I am fascinated about the memory option and I would like to experiment with that by using the API, is there any I can turn on and off memory?
The API currently does not offer a memory function. It’s only currently being rolled out across the ChatGPT interface.
But if you are interested in building a custom solution for retaining memory then it might be worth checking out some of the other Forum posts. Some individuals such as @darcschnider have been doing some advanced work to enable memory retention. See the post here:
Pretty much have to build your own memory design. They do have some sort of test going on with chatgpt with memory for some but I don’t believe that is coming to API. If you want some insights on where to start I can help.
Does anyone have more information about this?
Seems like OpenAI has added some significant intelligence not exposed to the API.
I do think ChatGPT is more intelligent and API lags behind significantly. Could be performance considerations or they want to have users use chatGPT more or a trick to keep their core capability one generation ahead (If API === ChatGPT, other GPTs can learn)
I would be surprised if that was the case, tbh. I think the FTC might have an issue with it as well as it would be a deceptive biz practice (bait and switch), unless stated somewhere in the ToS.
But the memory is definitely something not in the API.
ChatGPT uses a small, persistent memory design that you can control. It captures key information based on your interactions or specific projects you mention. Additionally, it includes pre-configured catches for people and preferences. Similar to Kruel AI, it operates through an API-driven memory system, utilizing a memory store and logic to build AI responses. This ensures the system consistently works with accurate data and leverages stacked logic to maintain accuracy.
I wonder what was so horrible it had to be hidden up there.
Haha yeah I am surprised too. I mentioned two frameworks that are looking into different ways of doing memory, and then it was marked as ads. I edited but it doesn’t seem to help.
Any updates on this topic? I’ve been getting exactly the same responses when I pass slightly similar prompts. If this is not because of the use of memory, what could it be?
Has anyone got a good example of implementing this? Getting the model to submit items work remembering to a tool seems easy enough, but how about retrieving them?

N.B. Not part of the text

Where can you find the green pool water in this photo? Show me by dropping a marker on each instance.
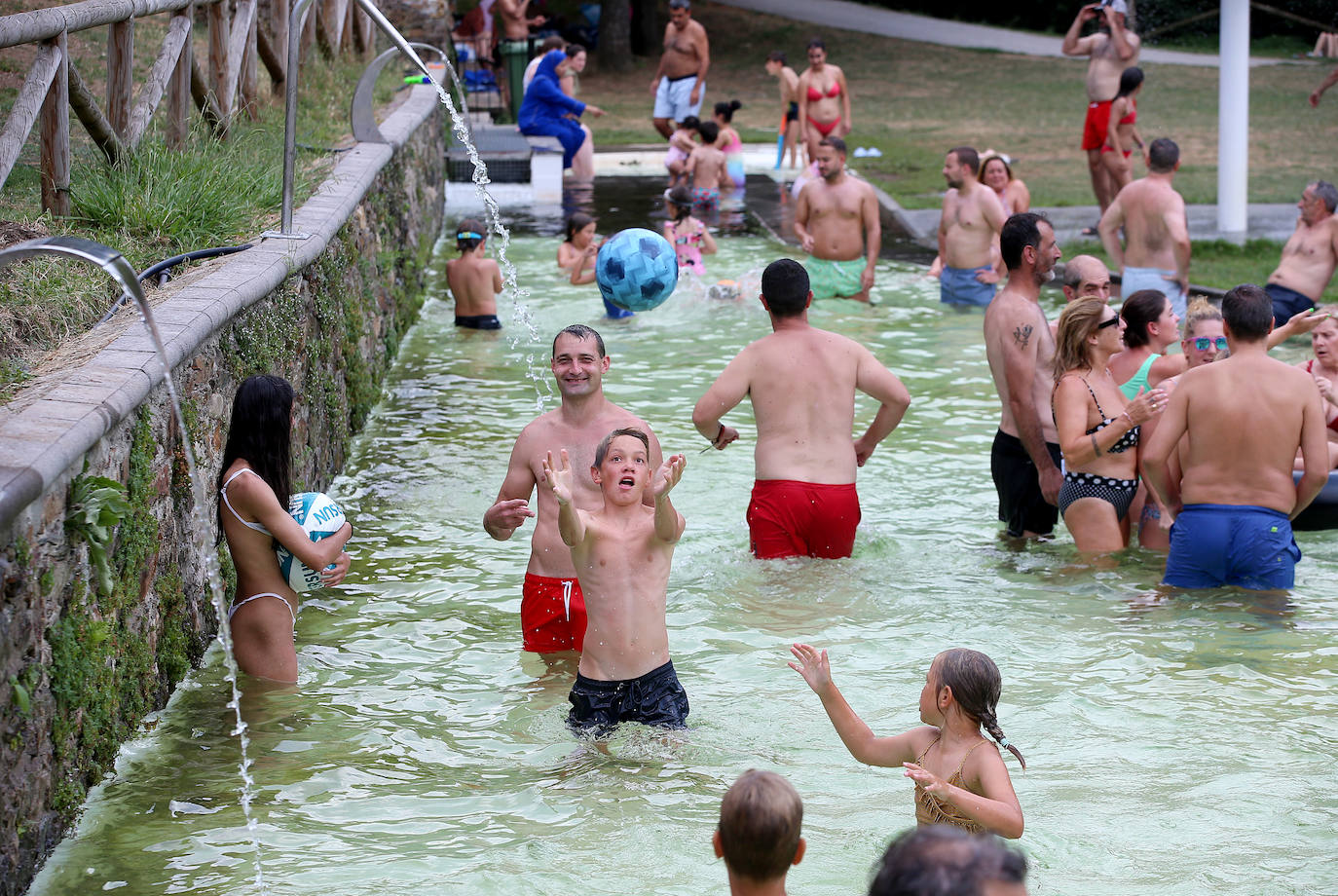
(1177, 745)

Are you embedding them into vectors that the model can query if it things they’re relevant, or just dumping them into an initial system prompt?

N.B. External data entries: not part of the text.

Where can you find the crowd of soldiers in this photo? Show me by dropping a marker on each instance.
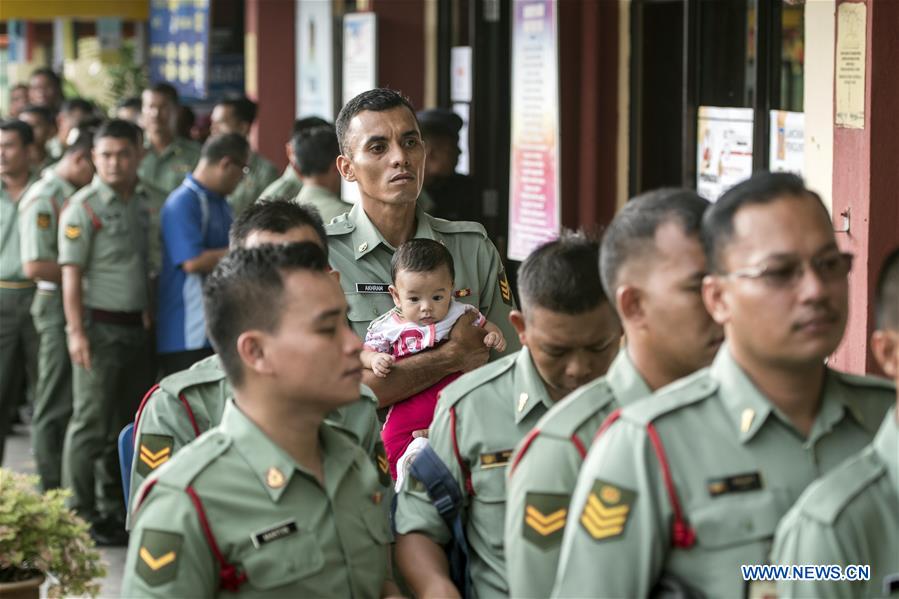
(663, 413)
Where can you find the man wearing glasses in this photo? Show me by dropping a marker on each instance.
(195, 221)
(678, 492)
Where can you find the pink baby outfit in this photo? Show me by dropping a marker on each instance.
(389, 333)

Given there’s no way for the model to know what has been remembered, I guess it all has to go into the prompt, but then how do you prune what is still worth remembering to stop it getting too big? Ask the model to do that each time?
Welcome to the community!
One thing you can do nowadays is to use CoT to “discover” memories. If you can get the model to behave as such in a mode A:
“<reasoning>Hmm let's see. To deal with this, I would first need to know about <x>. <INQ>”
stop sequence: <INQ>
You embed that statement, and paste the results into the context somewhere, then continue with mode B
“I know that...|I don't know”(continue reasoning)"<\reasoning><response>{response}<\response>
…
Remember that you have full control over all of the model’s context if you use a completion model. Anything you add, you can also take away again.
On the next query, you simply don’t include the the previously retrieved messages again.

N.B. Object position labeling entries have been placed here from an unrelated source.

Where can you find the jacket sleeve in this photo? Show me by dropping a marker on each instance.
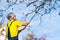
(19, 23)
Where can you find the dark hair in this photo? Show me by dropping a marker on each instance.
(9, 15)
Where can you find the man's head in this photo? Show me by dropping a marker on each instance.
(11, 16)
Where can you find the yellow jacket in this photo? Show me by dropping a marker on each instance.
(13, 28)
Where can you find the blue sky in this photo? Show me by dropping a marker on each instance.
(50, 23)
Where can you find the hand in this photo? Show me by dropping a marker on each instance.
(28, 22)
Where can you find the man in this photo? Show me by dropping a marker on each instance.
(12, 27)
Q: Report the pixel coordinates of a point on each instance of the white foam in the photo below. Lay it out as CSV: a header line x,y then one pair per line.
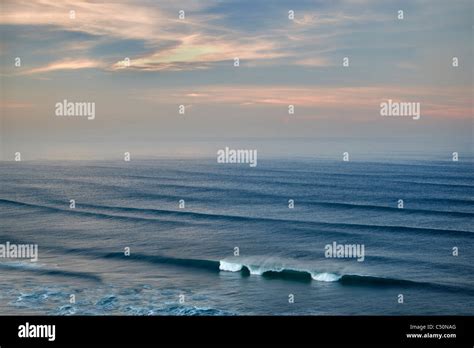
x,y
230,266
326,277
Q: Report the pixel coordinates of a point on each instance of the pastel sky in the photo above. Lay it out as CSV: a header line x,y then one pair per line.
x,y
190,61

So in your code you’d have:
const conversation: Message[]
const pre_instructions: Message[]
const post_instructions_A: Message[] // To deal with this, I would...
const post_instructions_B: Message[] // I know that...
const retrieved: Fact[] // in mode A, this would be empty, in mode B this would be filled
const augmented_conversation: Message[] = [
...pre_instructions,
...retrieved,
...conversation,
...post_instructions_A|post_instructions_B // depending on your current mode
]
const stop_sequences: ["<INQ>"]
then you’d just send augmented_conversation against the endpoint.
then you could have an optional clean_conversation function that replaces the last assistant message with just its <response> content to compact information further.
Of course, you can also use JSON if that’s more convenient for you.